Confirmation to the world
He was born in 1807 in Poznan (Poland) and had a strictly orthodox Jewish upbringing. When he was only fourteen years old, he studied to become a rabbi. He studied the Scriptures very seriously and with great respect. In fear and trembling for righteousness he exhausted himself in prayer and penitence and spent sleepless nights studying the Talmud. He also memorised whole chapters from the Tenach.
A Polish friend brought a change to his religious zeal by challenging him to enlarge his outlook. With the same diligence, he devoted himself to the study of the German language and secular literature. More and more he conformed to the manners of his non-Jewish fellow students and only when he was called ‘Jew’ in the streets, was he reminded of his roots.
Blessed are they that mourn
The death of his beloved mother was a heavy blow to him. Plunged into the utmost grief his conscience woke up and he decided to fast one day a week and to repeat many prayers. This did not calm down his guilty conscience and in despair he cried out, “O God! I have no one to help me and I don’t dare to approach You. I am guilty! Help me, for the sake of my father Abraham. Have mercy upon me!” God didn’t answer him immediately, but his cheerful companions did. Their advice was, “Go to the theatre, find entertainment and a lot of distraction.” Only his soul didn’t find peace, but God didn’t let him go.
One morning he went to a shop where they packed items in a piece of a newspaper or the page of an old book.
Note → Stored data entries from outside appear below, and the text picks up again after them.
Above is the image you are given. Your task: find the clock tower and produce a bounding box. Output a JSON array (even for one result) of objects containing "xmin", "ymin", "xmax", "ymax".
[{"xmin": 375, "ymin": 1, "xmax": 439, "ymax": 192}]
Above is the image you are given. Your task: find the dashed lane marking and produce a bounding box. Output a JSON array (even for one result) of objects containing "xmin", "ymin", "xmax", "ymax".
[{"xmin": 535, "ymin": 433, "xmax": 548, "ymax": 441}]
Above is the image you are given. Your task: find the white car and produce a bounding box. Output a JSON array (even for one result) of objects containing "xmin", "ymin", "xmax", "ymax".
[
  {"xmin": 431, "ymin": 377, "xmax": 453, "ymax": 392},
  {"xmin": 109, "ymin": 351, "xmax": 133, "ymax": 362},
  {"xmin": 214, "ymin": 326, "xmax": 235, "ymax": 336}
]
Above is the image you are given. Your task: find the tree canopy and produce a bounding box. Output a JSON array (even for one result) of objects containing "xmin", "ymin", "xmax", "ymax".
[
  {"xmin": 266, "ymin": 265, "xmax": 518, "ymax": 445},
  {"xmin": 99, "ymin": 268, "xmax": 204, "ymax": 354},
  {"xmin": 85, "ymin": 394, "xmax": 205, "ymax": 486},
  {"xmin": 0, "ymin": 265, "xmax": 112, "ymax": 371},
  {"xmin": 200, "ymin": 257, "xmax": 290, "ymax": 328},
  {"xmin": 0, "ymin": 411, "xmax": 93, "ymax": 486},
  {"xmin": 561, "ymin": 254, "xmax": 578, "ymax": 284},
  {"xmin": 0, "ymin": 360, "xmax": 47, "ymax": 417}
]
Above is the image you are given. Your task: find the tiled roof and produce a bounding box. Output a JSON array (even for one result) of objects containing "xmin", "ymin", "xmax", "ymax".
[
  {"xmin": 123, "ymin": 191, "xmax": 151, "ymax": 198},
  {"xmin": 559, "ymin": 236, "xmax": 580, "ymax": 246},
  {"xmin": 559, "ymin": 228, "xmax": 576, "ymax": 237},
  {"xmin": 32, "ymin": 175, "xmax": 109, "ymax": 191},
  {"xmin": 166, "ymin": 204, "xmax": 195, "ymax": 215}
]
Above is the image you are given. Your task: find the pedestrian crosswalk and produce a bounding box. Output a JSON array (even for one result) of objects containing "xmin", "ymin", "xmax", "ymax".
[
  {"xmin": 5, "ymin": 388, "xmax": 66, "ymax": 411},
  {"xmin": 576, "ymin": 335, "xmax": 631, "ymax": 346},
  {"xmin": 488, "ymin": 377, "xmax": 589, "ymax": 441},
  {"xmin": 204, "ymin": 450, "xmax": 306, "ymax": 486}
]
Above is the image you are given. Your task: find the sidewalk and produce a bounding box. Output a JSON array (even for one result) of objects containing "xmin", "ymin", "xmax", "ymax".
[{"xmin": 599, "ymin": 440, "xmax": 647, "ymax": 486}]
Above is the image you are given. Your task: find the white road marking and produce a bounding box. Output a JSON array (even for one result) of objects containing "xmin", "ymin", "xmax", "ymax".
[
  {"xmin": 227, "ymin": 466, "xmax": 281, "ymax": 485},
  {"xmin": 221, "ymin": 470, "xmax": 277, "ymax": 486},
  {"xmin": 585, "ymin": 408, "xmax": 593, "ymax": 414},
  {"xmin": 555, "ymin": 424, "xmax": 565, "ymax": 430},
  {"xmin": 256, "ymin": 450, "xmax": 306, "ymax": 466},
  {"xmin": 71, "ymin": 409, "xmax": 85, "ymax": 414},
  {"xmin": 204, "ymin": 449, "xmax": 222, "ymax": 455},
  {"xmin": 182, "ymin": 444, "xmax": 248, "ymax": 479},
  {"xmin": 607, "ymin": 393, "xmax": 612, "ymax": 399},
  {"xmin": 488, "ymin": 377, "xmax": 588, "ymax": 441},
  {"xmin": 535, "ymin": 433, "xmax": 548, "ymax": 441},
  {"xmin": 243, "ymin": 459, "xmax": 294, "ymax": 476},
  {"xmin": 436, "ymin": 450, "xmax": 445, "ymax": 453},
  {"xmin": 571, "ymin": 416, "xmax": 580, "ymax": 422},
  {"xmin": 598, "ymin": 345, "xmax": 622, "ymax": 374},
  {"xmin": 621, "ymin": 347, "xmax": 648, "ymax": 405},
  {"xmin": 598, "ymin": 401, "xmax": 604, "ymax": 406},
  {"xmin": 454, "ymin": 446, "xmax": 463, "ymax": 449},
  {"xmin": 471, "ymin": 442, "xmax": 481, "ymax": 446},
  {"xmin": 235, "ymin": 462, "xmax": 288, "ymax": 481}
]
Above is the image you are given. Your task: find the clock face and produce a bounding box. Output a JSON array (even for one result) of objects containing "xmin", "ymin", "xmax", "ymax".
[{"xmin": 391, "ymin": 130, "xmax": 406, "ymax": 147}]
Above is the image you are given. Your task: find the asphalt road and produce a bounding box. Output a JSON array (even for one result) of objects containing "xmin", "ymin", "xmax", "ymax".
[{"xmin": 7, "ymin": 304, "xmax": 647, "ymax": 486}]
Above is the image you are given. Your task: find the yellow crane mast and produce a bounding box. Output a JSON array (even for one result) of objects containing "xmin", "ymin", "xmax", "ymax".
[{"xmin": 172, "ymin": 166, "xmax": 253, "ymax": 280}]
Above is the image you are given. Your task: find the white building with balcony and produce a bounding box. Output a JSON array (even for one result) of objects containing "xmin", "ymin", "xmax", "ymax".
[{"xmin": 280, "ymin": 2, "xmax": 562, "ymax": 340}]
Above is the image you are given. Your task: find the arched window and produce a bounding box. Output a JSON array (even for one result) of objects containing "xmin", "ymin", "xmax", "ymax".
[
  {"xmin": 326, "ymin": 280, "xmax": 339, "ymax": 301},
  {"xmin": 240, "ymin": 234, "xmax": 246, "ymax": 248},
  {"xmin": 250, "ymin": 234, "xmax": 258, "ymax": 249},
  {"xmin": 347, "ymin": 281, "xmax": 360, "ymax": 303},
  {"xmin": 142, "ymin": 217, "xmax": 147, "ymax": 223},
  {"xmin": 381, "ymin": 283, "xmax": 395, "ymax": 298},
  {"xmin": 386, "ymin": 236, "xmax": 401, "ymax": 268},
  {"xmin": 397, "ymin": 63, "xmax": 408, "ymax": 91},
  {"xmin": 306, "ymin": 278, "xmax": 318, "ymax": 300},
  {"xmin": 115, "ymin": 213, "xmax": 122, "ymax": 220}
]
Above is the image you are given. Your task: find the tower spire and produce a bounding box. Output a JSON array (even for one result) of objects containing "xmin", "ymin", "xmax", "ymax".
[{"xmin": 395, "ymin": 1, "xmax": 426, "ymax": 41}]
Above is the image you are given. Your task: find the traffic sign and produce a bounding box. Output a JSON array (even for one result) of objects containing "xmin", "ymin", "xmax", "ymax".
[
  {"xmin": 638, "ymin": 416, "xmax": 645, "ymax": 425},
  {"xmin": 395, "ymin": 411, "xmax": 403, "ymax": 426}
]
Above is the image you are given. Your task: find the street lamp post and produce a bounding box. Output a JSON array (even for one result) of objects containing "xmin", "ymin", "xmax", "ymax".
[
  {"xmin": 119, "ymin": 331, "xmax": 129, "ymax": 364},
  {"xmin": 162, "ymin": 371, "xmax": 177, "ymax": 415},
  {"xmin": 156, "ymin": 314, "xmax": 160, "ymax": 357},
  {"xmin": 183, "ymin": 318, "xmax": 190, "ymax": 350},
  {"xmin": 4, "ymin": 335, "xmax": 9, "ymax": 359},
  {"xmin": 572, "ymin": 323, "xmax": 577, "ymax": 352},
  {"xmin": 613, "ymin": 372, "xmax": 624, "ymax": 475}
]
His purchase was wrapped in a page of the Bible and on his way home his eyes noticed the words ‘Blessed are they that mourn, for they shall be comforted.’ Matthew 5:4. He carried on reading the Sermon on the Mount.
Impressed by Jesus the Messiah
This page of the Bible caught his attention. From which book was this page torn? He had no idea. A few days later he saw a book on the table in the house of an acquaintance. He opened it and read ‘Blessed are they that mourn…’ It was a New Testament, a ‘gentile book’ yet he overcame his aversion and read it from cover to cover. Gradually he became deeply impressed by the person of Jesus Christ. He was moved to tears as he read about the crucifixion, although he didn’t realise at that time that the Lord Jesus also died for his sins.
Conversations with the Reverend Henry Calbone Ridley opened his eyes and on April, 14th 1830 Herschell was baptized. In appreciation he took the name Ridley.
Herschell died rather young, but he used the years that God him gave effectively. Through his preaching many found the Messiah.